L’analyse des services écosystémiques montre que peu importe leur origine, les arbres sont bénéfiques. Il existe bien sûr quelques exceptions, notent les auteurs. «Trois espèces envahissantes ont été répertoriées, par exemple, poursuit Martin Schlaepfer. Mais elles ne sont nuisibles que si elles se disséminent en dehors de la ville. Isolées dans l’espace urbain, elles contribuent à notre bien-être et il n’y a que très peu de risques de propagation.»
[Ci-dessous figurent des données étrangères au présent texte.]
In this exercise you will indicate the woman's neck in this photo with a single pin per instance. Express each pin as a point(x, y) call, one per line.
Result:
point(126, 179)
Certaines espèces introduites sont présentes depuis plusieurs siècles dans les parcs, comme des cèdres et des platanes importés d’Afrique du Nord et d’Asie aux XVIe et XVIIe siècles pour leur valeur esthétique, leur résistance aux maladies et leur feuillage pérenne. Elles font désormais partie du patrimoine culturel. Leurs bonnes capacités de survie en milieu urbain leur permettent également de contribuer aux îlots de fraîcheur ou à la dépollution.

«Nos résultats montrent que les arbres non indigènes représentent une source importante de biodiversité et de services écosystémiques, à la fois en termes absolus et par arbre, explique Martin Schlaepfer. Ces végétaux importés à un moment donné de l’histoire jouent un rôle important dans de nombreuses villes et la probabilité que leur nombre augmente avec le changement climatique futur est grande. Les projections pour nos latitudes indiquent en effet que d’ici cinquante à cent ans – soit la longévité d’un arbre –, le climat genevois sera proche de celui du sud de l’Italie. Il faut donc être ouvert à l’idée d’introduire dès aujourd’hui des espèces résistantes à nos futures conditions de vie. Pour toutes ces raisons, nous suggérons que les espèces non indigènes soient prises en compte dans les évaluations de conservation et dans la planification stratégique visant à améliorer les espaces urbains.»